Editorial - Os desafios do presidente Barack Obama

Este é um daqueles momentos na história em que é pior parar para refletir sobre os fatos básicos:

The New York Times |

Um americano chamado Barack Hussein Obama, filho de uma mulher branca e um negro que ele mal conheceu, criado por seus avós longe da linhagem americana de poder e dinheiro, foi eleito o 44º presidente dos Estados Unidos.

Mostrando enorme foco e uma certeza silenciosa, Obama primeiro derrotou Hillary Clinton, que perdeu o rumo de tanto desejar a presidência, e depois John McCain, que abandonou seus princípios por uma campanha construída com base na raiva e no medo.

Obama venceu a eleição porque viu o que há de errado com este país: a falha do governo em proteger seus cidadãos. Ele prometeu liderar um governo que não tentará solucionar todos os problemas mas fará o que não estiver ao alcance de cada cidadão: regulamentar a economia de forma justa, manter o ar limpo e os alimentos saudáveis, garantir que os doentes tenham acesso a tratamentos e educar as crianças para competirem em um mundo globalizado.

Obama falou de forma imparcial sobre a falha das políticas republicanas que prometeram elevar todos os americanos, mas deixaram milhões para trás. Ele se comprometeu a acabar com uma guerra sangrenta e desnecessária. Ele prometeu restaurar as liberdades civis dos americanos e a reputação de seu país em todo o mundo. Com uma mensagem de esperança e competência ele atraiu uma legião de eleitores que haviam sido esquecidos, que tinham perdido sua voz.

O legado de Bush é horrível. A nação está envolta em duas guerras (uma necessária no Afeganistão e outra que contraria o bom senso no Iraque). Obama tem razão ao dizer que o Afeganistão é o único fronte de batalha real na guerra contra o terrorismo e que o Pentágono não terá os recursos que precisa para derrotar a Al Qaeda e o Taleban até que as tropas americanas comecem a deixar o Iraque. Seu desafio será fazer isso de forma ordenada sem gerar conflitos regionais.

A campanha começou centralizada na guerra, mas no Dia da Eleição a mente dos americanos estava na economia e na falha do governo em evitar a crise alimentada pela ganância e desregulamentação. Obama terá que agir rapidamente para impor controle, coerência e justiça ao plano de resgate da gestão Bush.

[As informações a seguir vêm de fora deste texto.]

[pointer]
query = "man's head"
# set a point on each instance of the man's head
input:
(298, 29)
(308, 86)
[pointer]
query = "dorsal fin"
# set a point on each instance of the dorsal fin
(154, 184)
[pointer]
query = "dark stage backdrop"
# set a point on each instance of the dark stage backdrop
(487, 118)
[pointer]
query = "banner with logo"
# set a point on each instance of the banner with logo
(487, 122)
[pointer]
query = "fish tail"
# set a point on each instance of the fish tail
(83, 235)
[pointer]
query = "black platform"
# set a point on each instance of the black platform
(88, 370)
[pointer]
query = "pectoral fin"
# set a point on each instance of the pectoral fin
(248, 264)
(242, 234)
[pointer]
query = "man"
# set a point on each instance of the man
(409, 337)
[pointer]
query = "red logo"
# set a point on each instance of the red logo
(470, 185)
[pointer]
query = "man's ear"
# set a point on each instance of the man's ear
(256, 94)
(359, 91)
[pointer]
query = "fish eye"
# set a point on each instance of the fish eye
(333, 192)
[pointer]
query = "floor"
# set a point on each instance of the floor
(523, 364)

Sua gestão terá que identificar todas as formas como os direitos básicos e valores fundamentais dos americanos foram violados e reverter isso. A mudança climática é uma ameaça mundial e, após anos de negação e imobilidade, este país precisa assumir a liderança para lidar com ela. A nação precisa desenvolver novas tecnologias mais limpas para reduzir os gases causadores do efeito estufa e sua dependência do petróleo estrangeiro.

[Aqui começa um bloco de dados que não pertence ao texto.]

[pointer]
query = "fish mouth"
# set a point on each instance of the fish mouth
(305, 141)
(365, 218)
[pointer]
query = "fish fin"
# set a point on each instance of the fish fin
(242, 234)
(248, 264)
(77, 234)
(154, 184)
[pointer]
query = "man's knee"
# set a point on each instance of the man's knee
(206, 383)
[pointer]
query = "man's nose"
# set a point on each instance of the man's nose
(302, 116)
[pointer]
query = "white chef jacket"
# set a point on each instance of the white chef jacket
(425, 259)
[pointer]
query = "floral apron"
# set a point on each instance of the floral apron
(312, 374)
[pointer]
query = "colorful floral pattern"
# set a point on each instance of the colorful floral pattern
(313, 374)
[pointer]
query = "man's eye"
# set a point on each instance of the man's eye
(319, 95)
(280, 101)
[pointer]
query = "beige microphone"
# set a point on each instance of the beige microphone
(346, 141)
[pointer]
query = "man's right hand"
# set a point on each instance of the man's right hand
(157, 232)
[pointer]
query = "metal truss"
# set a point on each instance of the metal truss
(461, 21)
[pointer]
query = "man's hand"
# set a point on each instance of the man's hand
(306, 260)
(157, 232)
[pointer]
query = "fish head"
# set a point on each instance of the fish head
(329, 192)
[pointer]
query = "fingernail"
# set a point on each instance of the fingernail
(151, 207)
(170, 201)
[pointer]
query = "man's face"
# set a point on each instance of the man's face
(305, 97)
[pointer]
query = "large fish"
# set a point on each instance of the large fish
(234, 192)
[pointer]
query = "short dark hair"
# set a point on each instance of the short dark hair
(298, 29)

Felizmente, a campanha se afastou de seu foco ruim em trabalhadores ilegais. Obama terá que reunir uma equipe razoável para buscar uma solução que seja consistente com os valores de uma nação construída por imigrantes e refugiados.

Há muitos outros problemas que precisam ser resolvidos. Milhões de americanos não têm assistência médica, mesmo os cidadãos mais vulneráveis do país - os trabalhadores pobres e seus filhos. Outros americanos mal podem pagar por sua assistência ou correm o risco de perdê-las juntamente com seus empregos. Eles precisam ser protegidos.

Para sobrepujar o desastroso legado de Bush e cumprir suas promessas, Obama precisará do apoio de todos os americanos. Esperamos que ele tenha o apoio de McCain e seu partido. Antes desta campanha suja, nós respeitávamos o senador do Arizona por seu longo serviço ao país e sua disposição de se levantar contra idealistas e não aceitar negociações com oponentes.

Os muitos desafios da nação estão além do alcance de apenas um homem, ou um partido político.